O novo disco da cantora paulista Ana Lee traz um conjunto de canções saturadas de profunda beleza. A viagem musical proposta é pelas águas, doces ou salgadas, e isso marca toda a experiência da audição, mesmo quando não há referência explícita na letra.
Os músicos e arranjadores são de primeira linha, e traduziram muito bem a musicalidade líquida das melodias. Ora são pontuadas pelos teclados de Lincoln Antonio, ora pelos clarones de Itamar Vidal, sempre bem temperados pelos violões de Bráu Mendonça, Ozias Stafuzza e Lula Gama e o baixo luxuoso de Swami Júnior. Belo time, que contribui também com algumas das composições originais.
Desde a faixa de abertura, Toada (Cássio Gava/ Zeca Baleiro) onde Ana Lee divide os vocais com Baleiro, somos envolvidos pela refinada sonoridade do disco. Bem pontuado pelo violoncelo de Mário Manga, o delicado arranjo acústico dá o tom também da faixa seguinte, Xote da Navegação, dos gigantes Chico Buarque e Dominguinhos. Fagote e clarone acentuam a melancolia da canção.
O celo de Manga volta a brilhar na faixa seguinte, Castelo, de Mario Montault. A percussão de André Magalhães e Ricardo Stuani, presentes em todo o disco, fica mais evidenciada. Na sequência, uma releitura de A Página do Relâmpago Elétrico revigora a conhecida canção de Beto Guedes, com um leve sintetizador sobre base acústica. Mané Silveira contribui com seu sax e com o arranjo feito a quatro mãos com Itamar Vidal.
Uma ciranda de Ozias Stafuzza retoma uma linha cara à cantora, de experimentar novas leituras dos ritmos populares brasileiros. É o caso do Jongo Tradição I, pleno de ecos ancestrais, e do gostoso samba Lagoa Funda. Uma leitura intimista de Meia Noite, de Chico e Edu Lobo, demonstra que revisitar o tesouro da música popular brasileira também pode ser uma viagem contemporânea.
Ana mostra seu lado compositora ao cantar um poema de Emily Dickinson (Loucas Noites), e se sai bem.
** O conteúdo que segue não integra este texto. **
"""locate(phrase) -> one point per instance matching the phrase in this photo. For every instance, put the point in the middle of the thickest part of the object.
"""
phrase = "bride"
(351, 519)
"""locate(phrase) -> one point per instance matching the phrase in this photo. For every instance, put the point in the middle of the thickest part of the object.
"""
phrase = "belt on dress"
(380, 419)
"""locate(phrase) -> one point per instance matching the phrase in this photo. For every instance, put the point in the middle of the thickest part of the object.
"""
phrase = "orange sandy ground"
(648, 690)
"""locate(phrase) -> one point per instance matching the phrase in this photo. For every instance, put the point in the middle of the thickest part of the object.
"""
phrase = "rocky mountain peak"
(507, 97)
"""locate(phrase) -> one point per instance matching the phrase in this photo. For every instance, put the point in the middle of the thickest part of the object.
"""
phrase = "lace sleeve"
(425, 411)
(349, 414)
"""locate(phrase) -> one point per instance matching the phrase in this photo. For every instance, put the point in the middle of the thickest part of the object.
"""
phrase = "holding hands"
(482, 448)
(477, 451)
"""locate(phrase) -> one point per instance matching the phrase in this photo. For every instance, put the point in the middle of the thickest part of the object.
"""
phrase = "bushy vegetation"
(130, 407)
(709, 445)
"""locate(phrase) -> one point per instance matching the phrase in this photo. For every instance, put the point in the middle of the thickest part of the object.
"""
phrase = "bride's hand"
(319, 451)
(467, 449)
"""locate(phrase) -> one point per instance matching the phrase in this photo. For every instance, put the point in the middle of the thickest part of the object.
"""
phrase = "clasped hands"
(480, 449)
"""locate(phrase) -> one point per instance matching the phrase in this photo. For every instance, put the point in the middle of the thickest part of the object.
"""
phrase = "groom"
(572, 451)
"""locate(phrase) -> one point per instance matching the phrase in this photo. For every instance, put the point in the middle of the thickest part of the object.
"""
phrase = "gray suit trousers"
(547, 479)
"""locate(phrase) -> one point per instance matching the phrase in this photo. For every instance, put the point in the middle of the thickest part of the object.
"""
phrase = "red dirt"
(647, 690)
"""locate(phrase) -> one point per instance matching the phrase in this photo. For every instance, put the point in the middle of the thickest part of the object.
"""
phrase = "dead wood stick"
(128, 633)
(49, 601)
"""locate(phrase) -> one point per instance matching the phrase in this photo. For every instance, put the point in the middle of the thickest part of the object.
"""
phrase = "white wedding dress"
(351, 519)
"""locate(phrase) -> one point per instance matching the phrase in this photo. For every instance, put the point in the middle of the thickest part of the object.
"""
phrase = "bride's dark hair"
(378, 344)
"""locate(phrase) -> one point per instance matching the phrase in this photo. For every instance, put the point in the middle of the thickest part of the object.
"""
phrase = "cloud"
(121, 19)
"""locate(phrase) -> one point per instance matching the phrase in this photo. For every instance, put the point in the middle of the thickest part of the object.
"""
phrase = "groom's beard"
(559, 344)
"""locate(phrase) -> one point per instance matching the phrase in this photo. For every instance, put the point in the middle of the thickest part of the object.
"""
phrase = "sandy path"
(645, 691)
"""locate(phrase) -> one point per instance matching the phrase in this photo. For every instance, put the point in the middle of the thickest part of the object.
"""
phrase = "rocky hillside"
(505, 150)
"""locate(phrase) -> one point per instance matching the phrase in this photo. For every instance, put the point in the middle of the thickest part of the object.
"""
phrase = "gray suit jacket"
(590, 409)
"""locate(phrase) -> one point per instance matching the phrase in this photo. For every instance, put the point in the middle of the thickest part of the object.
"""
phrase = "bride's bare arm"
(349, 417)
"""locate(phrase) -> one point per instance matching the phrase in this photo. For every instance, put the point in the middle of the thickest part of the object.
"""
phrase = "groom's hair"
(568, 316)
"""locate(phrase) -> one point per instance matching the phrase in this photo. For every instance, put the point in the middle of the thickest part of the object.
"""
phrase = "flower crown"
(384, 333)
Versos de Maria Rita Kehl (O Amor É Uma Droga Pesada) são musicados de forma surpreendente por Antonio Herci, com uma construção que remete a ritmos tribais, reforçada pelo arranjo percussivo. E que beleza a canção que dá nome ao CD! Uma joia de Lincoln Antonio e Walter Garcia, de intervalos inesperados e angulosa beleza.
Em Labirinto Azul nenhuma canção se parece com a anterior, os arranjos não se repetem, e a invenção poética está presente disputando os holofotes com o alto nível musical. O conjunto de composições, de arranjos e de interpretações comprova a maturidade artística de Ana Lee. Um grande disco, para iluminar este conturbado ano de 2020.
*Daniel Brazil é roteirista, diretor de TV e colaborador do CNN Notícias. Escreve regularmente para os sites "Revista Música Brasileira", "A Terra é Redonda" e alimenta seu blog "Fósforo", sobre literatura.